ISTRI KEDUA TUAN ALEX

ISTRI KEDUA TUAN ALEX
44


__ADS_3

Bik Sumi memasuki kamar Ella dan melihat Ella tengah asik memainkan ponselnya.


"Kok Den Alex keluar Non?" tanya Bik Sumi yang kini duduk dipinggir ranjang, samping Ella.


"Iya Bi, tadi Sandi telepon katanya Hanna sakit jadi Ella suruh pulang mansion buat ngeliat keadaan Hanna." jelas Ella yang kini sudah bangkit duduk bersandar diranjang.


"Duh, Non Ella kok baik banget sih," puji Bik Sumi.


"Ya mau gimana lagi Bi, Hanna kan juga istrinya Alex jadi dia harus adil dong." jelas Ella.


"Tapi kan Non Ella butuh Den Alex karena sekarng lagi hamil." kata Bik Sumi.


"Aku masih kuat apa apa sendiri kok Bi." kekeh Ella.

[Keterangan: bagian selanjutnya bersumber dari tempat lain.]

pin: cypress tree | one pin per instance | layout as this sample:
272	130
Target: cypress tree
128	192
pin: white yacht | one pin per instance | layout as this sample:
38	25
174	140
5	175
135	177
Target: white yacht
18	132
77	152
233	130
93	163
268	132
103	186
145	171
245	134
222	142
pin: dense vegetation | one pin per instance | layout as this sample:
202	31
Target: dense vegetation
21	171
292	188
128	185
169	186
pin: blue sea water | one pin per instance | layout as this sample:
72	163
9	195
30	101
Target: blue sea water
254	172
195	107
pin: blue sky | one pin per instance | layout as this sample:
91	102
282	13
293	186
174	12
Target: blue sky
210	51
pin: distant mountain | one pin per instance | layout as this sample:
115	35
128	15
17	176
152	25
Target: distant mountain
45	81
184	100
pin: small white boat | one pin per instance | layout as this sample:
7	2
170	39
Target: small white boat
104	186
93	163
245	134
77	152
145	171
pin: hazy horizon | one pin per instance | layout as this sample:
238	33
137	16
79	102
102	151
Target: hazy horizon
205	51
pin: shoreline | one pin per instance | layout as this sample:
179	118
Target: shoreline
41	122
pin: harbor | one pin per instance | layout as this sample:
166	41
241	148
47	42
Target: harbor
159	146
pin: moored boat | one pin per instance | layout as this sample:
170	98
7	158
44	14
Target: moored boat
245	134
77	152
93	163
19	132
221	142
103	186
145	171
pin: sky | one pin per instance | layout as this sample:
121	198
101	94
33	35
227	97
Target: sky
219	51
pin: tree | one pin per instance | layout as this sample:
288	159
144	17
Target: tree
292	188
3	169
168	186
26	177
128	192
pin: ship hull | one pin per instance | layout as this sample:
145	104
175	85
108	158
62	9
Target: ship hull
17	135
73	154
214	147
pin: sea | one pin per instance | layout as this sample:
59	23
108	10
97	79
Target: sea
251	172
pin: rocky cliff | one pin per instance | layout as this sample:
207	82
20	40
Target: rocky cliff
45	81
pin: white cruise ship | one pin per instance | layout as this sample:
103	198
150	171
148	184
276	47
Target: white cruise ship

Bik Sumi hanya tersenyum memandang kepolosan dan kebaikan hati Ella. jarang sekali ada wanita yang mau berbagi dengan suaminya meskipun notaben nya hanya istri kedua tapi Ella begitu ikhlas suaminya bersikap adil.


"Tapi kok aku ngerasa aneh ya Bi sama sikap Alex akhir akhir ini." kata Ella.


"Aneh gimana Non?" tanya Bik Sumi.


"Ya kayaknya cuek gitu sama Hanna, padahal dulu waktu pertama kali aku diajak ke mansion kalau dilihat Alex sayang banget sama Hanna." jelas Ella.


"Mungkin rasa sayangnya udah berpindah sama Non Ella." kekeh Bik Sumi.


"Ih Bibi apa sih,"


"Seneng nggak Non kalau Den Alex udah sayang Non Ella?" tanya Bik Sumi.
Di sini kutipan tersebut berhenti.